What Makes People Fat: A New Theory of Obesity

What makes people fat?

We’ve all heard so many answers, no wonder we’re confused.

Is it fat? Carbs? Lack of exercise? Genetics? Socio-economic class? So many factors, so few definitive conclusions.

But what if it was something else? What if a major cause of obesity was the way we mix fat and carbs together into highly processed foods? What if a significant cause of our obesity epidemic was the processing of food and the inability of our brains to catch up quickly enough to these nutritional changes?

That’s the basis of “A New Theory of Obesity” published recently in Scientific American, and it’s a fascinating focus on ultra-processed foods and what may be their ability to trigger neural signals that make us want to eat more.

What this study found was that when faced with ultra-processed foods, we eat more and we don’t feel as full. This, as you can imagine, is a problem. And guess what it’s related to? Your gut-brain signals. (Once again, the gut is a major factor!)

I’d recommend you read this article because nutrition researcher Kevin Hall has some interesting observations: “His studies suggest that a dramatic shift in how we make the food we eat—pulling ingredients apart and then reconstituting them into things like frosted snack cakes and ready-to-eat meals from the supermarket freezer—bears the brunt of the blame. This ‘ultra-processed’ food, he and a growing number of other scientists think, disrupts gut-brain signals that normally tell us that we have had enough, and this failed signaling leads to overeating.”

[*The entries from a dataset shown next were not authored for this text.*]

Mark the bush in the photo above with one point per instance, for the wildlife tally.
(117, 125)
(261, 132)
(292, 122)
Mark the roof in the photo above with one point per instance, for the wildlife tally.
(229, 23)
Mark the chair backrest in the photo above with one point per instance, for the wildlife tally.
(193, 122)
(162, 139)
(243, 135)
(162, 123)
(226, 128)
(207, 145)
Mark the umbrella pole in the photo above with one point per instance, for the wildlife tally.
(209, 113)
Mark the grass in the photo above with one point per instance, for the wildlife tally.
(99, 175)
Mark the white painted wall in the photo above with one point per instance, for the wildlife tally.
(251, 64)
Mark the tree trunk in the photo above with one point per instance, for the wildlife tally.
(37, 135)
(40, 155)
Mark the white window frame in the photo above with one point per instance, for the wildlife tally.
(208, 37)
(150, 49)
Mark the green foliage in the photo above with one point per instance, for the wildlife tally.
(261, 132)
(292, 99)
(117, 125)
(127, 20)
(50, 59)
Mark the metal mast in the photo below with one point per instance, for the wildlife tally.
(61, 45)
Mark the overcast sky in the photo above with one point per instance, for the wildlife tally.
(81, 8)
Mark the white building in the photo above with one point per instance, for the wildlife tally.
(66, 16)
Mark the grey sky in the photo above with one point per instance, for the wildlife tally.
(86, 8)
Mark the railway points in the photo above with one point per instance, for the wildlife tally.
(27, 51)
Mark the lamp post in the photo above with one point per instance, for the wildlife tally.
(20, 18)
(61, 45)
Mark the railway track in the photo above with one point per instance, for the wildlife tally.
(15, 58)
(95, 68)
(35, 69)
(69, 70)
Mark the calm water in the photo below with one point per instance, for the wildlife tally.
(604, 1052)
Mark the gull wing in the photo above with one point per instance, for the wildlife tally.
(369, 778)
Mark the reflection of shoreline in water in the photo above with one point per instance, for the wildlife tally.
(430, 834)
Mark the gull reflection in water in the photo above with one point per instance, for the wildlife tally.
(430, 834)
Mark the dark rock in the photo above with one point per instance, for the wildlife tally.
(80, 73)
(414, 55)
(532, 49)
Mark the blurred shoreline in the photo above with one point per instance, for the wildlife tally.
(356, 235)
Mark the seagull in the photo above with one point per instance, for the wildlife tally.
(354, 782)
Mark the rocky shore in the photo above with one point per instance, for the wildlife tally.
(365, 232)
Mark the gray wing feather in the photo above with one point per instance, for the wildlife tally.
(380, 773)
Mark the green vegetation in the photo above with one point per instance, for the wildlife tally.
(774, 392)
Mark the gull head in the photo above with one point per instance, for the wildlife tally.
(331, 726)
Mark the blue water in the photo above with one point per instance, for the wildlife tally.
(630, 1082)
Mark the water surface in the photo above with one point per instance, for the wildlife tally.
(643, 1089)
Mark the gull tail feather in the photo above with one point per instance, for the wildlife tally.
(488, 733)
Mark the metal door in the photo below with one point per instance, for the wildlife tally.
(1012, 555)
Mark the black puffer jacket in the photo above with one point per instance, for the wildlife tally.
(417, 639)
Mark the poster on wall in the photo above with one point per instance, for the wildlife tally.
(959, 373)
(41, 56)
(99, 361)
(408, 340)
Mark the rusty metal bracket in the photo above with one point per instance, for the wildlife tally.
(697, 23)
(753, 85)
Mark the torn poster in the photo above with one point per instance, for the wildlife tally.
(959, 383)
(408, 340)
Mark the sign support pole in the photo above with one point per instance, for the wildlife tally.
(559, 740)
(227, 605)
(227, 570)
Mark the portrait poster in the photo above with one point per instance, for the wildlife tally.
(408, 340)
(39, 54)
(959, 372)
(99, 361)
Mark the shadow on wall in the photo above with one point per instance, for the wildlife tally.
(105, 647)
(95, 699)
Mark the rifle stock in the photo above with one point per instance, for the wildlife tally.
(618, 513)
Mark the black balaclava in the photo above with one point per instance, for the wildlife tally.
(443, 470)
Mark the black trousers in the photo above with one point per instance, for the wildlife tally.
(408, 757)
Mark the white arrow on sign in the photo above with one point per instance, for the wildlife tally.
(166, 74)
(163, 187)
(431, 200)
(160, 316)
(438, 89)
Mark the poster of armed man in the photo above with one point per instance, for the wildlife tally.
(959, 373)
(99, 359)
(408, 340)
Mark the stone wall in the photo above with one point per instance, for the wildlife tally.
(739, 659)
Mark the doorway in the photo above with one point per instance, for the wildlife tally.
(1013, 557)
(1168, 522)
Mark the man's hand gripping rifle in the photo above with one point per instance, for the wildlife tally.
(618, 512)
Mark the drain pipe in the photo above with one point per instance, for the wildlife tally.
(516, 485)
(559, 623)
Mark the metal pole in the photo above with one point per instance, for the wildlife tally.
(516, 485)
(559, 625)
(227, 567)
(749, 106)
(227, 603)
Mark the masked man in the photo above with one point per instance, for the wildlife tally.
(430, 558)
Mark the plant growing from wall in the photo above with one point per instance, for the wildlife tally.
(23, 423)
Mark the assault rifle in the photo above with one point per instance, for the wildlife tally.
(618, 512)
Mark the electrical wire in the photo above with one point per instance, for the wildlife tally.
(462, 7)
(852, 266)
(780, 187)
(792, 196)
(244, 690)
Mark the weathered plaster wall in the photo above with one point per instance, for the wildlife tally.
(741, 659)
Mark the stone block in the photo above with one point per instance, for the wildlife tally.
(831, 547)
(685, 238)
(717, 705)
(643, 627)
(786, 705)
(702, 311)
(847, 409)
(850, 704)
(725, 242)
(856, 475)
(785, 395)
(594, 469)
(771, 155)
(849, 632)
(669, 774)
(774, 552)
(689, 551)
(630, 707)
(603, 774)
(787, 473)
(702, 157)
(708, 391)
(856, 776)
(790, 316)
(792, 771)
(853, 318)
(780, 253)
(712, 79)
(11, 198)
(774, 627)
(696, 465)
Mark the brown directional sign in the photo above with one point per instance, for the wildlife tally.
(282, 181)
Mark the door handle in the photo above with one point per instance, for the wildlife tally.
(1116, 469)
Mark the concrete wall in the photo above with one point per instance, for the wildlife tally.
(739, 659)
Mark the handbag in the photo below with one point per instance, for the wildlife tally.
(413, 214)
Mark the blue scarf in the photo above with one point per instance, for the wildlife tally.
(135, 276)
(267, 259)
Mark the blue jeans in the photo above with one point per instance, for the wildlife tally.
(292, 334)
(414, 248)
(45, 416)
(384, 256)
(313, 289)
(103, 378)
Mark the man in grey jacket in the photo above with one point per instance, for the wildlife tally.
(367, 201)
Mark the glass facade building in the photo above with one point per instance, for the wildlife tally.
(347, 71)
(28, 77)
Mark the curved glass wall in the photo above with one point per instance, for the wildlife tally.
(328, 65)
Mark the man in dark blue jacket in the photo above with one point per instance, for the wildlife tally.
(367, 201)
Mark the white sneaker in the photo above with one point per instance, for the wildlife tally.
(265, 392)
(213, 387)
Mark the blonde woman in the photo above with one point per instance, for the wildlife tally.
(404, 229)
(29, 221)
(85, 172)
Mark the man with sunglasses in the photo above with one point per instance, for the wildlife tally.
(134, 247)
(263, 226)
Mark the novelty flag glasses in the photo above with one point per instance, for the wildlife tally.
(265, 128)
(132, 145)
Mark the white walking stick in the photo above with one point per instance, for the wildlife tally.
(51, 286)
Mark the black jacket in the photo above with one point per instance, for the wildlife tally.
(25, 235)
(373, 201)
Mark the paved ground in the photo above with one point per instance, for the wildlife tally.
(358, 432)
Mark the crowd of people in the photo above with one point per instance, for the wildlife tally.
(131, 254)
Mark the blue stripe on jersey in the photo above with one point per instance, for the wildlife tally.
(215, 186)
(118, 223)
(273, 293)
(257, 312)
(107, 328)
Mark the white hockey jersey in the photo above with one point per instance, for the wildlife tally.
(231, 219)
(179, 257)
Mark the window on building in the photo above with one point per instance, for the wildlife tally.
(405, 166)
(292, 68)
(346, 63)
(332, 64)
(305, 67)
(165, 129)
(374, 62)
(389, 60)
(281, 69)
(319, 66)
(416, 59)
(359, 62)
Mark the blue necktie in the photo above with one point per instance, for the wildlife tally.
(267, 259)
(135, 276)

So what’s this all mean to you and me? We should keep doing what we know works for our health:

  • Eat simple, unprocessed whole foods.
  • Limit your intake of processed foods.
  • Move daily, Walk a lot. Sleep at night.

Nobody knows yet what definitively makes people fat but we’re getting closer to figuring out significant causal factors. Keeping yourself informed is half the battle.